The real story of her life was to begin when that of most of her sex is well-nigh over. She was, in fact, close on fifty when a "call" of another sort came to her, and she flung missions and schools and harmonium practises to the winds, and abandoned forever the Christian Workers' Mission.

The "call" made itself heard in this wise.

Her eldest brother had returned from Australia some years before, broken down in health and poor in pocket. His sons were both dead; his daughters had married. Catherine had a vague idea that the husband of the eldest was some "foreign person" — a papist, no doubt; but she lived abroad, and neither aunt nor nieces had met since those early days in Australia.

It was this eldest niece who now wrote to say that she had been recalled to England by the death of her mother. That her father was in a weak mental condition, demanding incessant care; that she was unable herself to live with him at present, and disliked the idea of leaving him in the hands of strangers. In this dilemma the thought of her aunt occurred to her. She wrote asking that lady to favor her with an interview, in which she would explain her plans and wishes, with a hope they might suit the convenience of both parties.

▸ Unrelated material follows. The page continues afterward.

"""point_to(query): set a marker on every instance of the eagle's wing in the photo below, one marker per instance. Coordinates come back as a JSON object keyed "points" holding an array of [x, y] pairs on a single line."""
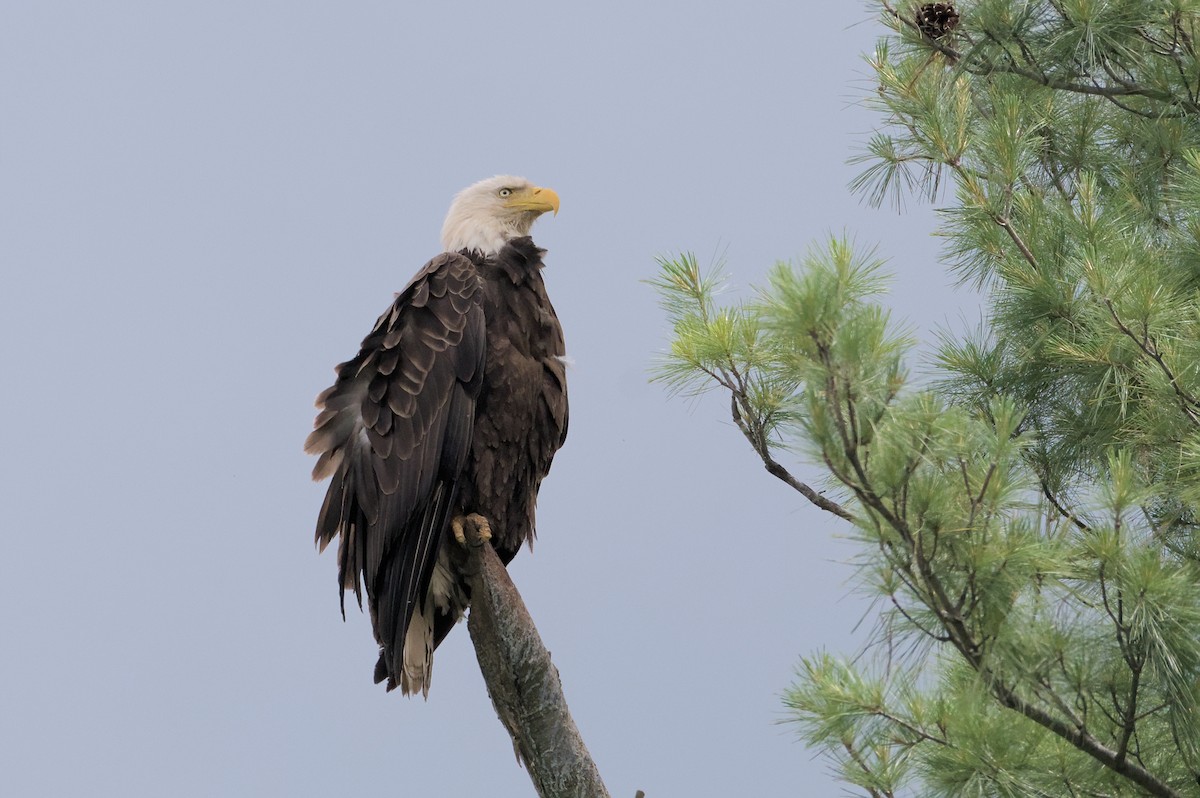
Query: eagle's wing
{"points": [[394, 432]]}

Catherine Macpherson read this letter carefully and slowly. Then she folded it up, and sat with her hands crossed on her lap, and took counsel with her heart as to the "expediency" of the course she saw before her. By expediency she meant the exact manner in which it might suit herself, and the amount of personal advantage it offered.

Then she clothed herself in her long cloak and sister's bonnet, left her class to take care of itself, and set off to the regions of Bayswater to see her niece, Madame Weimar, and hear fuller particulars than her letter had contained.